Миллисента Роджерс была полной противоположностью Моны Уильямс. Среди маленьких богатых бедняжек дебютанток, о молниеносной карьере которых в 20–30-е годы не переставая трубила пресса, были наследницы табачных империй, банков, заводов по производству консервов, швейных машинок, галантерейных магазинов; там были барышни гораздо богаче Миллисенты Роджерс, например, дочери основателя «Стандард ойл», и с еще менее завидной судьбой. Но так тратить деньги и выглядеть так шикарно, как она, умели немногие. Ее личико было подобно цветку лотоса, фигура – китайской статуэтке. На закате жизни, в 40-е, Миллисента Роджерс предпочла уехать в штат Нью-Мексико, бежать от жизни и моды, оставив этот удел другим людям, не столь роскошным, не столь оригинальным. Неслышно ушла она и из великосветского круга – а ведь в самом начале, с появлением ее в высшем обществе, ни о какой тихой гавани она даже помыслить не могла.
В своей бесшабашной юности, пришедшейся на разгар 20-х, Миллисента Роджерс вела более чем активную светскую жизнь. Когда принц Уэльский нанес исторический визит в Америку, его внезапно уговорила потанцевать с ней удивительно милая и дерзкая особа с мраморным личиком, пухлыми губками и длинными ногтями, в платье, украшенном восточными самоцветами. Она всеми силами постаралась, чтобы ее поступок запомнили. Она вообще в любом месте и в любое время умела оставить о себе впечатление. Один ее поклонник потом долго вспоминал: вот она идет по коридору в синем льняном пляжном костюме, и в лучах света играет ее красный носовой платок. В другой раз она предстала перед ним же в дверном проеме, и на ней было платье-футляр в блестках пурпурного, под цвет ее волос, оттенка. Диана Вриланд описывает выездной бал в нью-йоркском отеле «Ритц», где остановилась наша героиня: в тот вечер Миллисента Роджерс решила поиграть – постоянно меняла наряды. Если в самом начале на ней было черное шелковое платье от Пату с турнюром и треном, то потом она вдруг заявила, что села на мороженое и переоделась в другой наряд – из тафты. В следующий раз вместо мороженого предлогом послужил пролитый кофе, она снова переоделась, и так продолжалось весь вечер.
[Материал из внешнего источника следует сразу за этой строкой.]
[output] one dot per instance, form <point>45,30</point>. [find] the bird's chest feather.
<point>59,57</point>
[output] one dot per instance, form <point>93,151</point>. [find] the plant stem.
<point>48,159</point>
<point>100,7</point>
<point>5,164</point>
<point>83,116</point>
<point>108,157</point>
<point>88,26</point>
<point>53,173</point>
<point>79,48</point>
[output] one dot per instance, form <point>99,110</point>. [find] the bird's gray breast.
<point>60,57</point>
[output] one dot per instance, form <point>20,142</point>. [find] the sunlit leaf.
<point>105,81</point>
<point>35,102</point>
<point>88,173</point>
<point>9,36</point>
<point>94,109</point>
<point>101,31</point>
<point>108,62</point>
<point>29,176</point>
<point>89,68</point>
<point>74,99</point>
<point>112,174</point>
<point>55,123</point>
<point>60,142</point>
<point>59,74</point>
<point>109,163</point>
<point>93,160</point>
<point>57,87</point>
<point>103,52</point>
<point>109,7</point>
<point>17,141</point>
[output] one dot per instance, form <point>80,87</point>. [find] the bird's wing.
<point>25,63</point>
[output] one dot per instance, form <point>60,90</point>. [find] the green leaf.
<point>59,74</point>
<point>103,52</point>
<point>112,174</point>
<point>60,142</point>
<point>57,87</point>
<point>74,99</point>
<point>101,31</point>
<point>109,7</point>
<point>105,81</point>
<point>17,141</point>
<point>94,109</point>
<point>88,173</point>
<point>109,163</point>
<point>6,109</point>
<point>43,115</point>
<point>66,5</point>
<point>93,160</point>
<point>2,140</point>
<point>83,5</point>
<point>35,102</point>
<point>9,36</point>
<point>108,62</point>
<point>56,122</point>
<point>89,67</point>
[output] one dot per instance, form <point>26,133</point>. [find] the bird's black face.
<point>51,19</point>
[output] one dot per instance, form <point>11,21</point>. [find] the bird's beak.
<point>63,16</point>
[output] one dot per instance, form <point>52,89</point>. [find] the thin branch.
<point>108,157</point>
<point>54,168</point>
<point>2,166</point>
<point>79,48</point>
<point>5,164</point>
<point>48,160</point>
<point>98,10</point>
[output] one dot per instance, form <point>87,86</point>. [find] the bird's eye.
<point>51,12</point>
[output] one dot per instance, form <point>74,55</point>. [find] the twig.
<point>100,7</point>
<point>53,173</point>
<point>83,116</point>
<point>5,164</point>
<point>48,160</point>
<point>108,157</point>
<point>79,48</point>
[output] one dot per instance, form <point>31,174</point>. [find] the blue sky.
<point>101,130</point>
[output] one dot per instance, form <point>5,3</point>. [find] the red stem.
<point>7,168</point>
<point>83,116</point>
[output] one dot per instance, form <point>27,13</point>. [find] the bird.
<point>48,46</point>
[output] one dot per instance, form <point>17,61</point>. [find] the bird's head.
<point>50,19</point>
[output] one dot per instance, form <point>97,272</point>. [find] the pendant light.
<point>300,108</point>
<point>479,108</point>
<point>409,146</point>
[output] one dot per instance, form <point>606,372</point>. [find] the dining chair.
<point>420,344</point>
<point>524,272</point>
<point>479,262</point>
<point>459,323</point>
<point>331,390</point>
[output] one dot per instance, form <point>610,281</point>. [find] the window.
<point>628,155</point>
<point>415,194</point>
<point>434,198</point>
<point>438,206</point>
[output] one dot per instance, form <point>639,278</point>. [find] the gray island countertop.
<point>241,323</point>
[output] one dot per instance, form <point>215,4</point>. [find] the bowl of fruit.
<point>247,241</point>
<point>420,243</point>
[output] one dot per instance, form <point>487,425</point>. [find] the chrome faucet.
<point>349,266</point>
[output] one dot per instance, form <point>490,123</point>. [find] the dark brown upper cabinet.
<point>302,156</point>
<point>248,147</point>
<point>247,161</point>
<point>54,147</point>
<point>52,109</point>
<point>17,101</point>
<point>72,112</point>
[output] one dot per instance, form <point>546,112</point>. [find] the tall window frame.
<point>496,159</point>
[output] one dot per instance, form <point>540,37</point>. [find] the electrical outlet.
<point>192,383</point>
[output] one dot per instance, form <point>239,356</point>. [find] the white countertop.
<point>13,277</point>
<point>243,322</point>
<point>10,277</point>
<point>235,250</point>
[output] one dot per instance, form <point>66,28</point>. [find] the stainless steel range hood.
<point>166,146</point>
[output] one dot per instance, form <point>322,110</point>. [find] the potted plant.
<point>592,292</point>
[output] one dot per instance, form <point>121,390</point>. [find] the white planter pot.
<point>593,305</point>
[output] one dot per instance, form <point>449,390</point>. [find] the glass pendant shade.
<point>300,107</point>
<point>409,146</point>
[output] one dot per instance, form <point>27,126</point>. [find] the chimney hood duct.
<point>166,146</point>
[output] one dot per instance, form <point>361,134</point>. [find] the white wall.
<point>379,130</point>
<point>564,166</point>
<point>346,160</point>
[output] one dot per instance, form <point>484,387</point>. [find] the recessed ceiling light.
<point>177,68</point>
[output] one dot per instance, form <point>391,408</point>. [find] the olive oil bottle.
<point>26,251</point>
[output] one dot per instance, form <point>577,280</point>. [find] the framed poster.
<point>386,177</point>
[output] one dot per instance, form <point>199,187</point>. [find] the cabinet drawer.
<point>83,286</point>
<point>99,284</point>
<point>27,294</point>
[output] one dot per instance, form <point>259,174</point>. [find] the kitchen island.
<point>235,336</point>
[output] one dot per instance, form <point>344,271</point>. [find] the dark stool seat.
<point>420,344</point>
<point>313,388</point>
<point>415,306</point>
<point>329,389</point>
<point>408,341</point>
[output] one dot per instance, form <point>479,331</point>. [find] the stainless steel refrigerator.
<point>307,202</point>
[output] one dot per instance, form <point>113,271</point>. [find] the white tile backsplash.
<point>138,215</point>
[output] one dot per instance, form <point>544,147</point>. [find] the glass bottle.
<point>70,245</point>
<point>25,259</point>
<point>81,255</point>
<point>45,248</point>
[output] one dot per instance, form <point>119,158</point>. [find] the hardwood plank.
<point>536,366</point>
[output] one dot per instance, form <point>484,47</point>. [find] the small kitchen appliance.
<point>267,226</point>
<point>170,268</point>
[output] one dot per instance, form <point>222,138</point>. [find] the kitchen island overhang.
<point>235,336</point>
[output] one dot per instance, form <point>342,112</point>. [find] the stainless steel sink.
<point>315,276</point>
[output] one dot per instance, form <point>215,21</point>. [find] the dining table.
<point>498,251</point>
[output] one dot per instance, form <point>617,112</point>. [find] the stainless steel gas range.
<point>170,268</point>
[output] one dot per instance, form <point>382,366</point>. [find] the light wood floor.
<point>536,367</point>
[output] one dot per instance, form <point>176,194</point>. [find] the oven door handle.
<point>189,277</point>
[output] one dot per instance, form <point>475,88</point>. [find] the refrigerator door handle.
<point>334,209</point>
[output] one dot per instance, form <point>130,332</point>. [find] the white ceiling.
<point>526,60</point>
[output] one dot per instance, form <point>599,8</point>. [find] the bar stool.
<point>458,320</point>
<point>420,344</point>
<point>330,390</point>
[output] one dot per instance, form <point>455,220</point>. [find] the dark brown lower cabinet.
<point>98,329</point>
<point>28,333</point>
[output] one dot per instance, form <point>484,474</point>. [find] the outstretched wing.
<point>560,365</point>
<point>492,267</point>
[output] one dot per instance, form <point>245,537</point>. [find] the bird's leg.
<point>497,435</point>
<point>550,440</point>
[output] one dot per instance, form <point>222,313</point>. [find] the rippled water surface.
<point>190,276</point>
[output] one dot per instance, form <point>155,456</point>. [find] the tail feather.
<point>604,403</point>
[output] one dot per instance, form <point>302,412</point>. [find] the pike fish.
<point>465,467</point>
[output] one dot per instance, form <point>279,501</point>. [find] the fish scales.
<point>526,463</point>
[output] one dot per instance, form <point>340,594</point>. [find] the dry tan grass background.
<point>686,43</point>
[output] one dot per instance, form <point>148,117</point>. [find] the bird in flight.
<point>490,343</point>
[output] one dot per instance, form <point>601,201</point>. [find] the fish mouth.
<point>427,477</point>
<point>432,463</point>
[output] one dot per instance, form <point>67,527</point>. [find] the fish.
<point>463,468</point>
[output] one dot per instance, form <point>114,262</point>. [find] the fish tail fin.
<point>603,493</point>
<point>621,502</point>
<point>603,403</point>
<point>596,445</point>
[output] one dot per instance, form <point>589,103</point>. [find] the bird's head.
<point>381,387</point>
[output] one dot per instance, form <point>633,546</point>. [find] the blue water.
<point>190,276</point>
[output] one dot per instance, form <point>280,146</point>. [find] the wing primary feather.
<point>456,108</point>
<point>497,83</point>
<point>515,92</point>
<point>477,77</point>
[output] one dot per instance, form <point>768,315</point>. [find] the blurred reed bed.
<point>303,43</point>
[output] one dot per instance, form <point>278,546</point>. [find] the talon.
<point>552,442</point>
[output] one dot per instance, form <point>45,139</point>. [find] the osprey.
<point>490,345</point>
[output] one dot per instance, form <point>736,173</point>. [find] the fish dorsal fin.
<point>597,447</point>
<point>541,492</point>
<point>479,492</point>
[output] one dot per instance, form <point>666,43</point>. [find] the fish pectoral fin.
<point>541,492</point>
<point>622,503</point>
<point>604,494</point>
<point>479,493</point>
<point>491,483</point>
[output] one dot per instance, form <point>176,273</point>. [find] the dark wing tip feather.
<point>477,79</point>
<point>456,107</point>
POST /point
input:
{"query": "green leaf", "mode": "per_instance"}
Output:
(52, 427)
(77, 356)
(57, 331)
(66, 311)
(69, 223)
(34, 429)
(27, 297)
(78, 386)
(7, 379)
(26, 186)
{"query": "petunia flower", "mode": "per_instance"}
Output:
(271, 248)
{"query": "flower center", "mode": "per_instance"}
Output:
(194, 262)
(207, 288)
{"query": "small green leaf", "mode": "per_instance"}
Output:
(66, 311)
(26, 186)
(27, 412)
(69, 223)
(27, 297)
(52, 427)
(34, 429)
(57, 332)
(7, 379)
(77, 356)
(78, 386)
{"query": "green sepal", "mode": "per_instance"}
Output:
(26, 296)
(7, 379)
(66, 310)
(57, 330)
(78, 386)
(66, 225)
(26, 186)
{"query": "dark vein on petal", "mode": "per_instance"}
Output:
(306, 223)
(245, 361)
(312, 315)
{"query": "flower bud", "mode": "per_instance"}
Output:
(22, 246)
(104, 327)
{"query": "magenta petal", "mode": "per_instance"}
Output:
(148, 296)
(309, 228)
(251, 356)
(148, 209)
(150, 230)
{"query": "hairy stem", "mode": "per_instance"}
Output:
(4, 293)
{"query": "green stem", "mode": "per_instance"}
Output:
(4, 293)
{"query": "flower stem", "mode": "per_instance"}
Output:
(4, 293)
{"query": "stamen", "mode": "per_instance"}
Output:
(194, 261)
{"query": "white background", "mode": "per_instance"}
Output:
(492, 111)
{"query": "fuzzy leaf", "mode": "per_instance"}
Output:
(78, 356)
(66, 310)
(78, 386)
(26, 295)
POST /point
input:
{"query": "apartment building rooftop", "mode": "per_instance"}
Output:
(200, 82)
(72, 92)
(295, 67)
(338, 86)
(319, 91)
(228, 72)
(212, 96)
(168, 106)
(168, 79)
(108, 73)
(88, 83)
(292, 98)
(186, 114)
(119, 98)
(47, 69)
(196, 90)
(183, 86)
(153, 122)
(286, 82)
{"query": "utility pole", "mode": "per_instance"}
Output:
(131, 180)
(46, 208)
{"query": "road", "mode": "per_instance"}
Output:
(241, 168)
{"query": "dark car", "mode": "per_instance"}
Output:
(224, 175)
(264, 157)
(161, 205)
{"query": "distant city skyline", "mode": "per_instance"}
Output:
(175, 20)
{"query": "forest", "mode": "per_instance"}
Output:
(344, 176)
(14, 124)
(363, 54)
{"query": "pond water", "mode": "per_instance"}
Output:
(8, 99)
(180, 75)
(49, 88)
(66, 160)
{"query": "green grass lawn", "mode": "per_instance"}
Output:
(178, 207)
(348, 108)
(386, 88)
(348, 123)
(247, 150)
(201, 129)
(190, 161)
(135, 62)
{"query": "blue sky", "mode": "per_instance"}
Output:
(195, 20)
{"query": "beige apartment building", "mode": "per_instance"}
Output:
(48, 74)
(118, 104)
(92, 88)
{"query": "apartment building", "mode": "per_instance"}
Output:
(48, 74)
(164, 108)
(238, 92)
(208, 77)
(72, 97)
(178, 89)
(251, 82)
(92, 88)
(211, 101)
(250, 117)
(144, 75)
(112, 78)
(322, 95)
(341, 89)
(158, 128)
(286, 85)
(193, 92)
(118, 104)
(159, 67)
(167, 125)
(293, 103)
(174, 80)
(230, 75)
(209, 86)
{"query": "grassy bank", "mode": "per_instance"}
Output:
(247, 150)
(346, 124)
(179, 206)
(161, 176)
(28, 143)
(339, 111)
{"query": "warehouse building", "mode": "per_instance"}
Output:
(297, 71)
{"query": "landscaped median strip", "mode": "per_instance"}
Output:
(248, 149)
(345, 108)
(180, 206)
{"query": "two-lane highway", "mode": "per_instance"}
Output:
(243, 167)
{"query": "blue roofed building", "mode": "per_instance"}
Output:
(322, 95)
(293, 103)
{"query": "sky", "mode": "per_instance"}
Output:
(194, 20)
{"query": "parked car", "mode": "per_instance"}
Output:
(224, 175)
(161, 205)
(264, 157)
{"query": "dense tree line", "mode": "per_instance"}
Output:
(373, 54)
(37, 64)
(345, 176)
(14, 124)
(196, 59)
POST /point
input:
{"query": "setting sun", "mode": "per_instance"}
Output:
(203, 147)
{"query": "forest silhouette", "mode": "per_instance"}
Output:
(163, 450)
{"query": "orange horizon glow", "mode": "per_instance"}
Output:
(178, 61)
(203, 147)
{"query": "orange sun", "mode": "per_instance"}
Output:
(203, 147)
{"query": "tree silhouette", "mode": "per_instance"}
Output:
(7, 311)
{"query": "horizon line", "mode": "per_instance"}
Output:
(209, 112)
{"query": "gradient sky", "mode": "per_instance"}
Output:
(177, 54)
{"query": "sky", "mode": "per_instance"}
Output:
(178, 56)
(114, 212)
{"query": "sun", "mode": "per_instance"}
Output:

Хотя жажда эксгибиционизма у Миллисенты Роджерс была неутолима, чувство меры и вкус ей не изменяли, и это очень важно. Все последующие годы она появлялась на торжествах в необычных образах – Анны Карениной в соболях, надушенной китайской наложницы в оранжевом одеянии или Гретель из сказки – в тирольском костюме от Скьяпарелли. Ее оригинальность проявлялась даже в манере повязывать бант или шарф, а однажды она сумела сказать новое слово и в ювелирном деле: сорвала листок с дерева, проткнула булавкой и отдала в качестве образца Буавену, чтобы тот отлил листок из золота и украсил бриллиантами.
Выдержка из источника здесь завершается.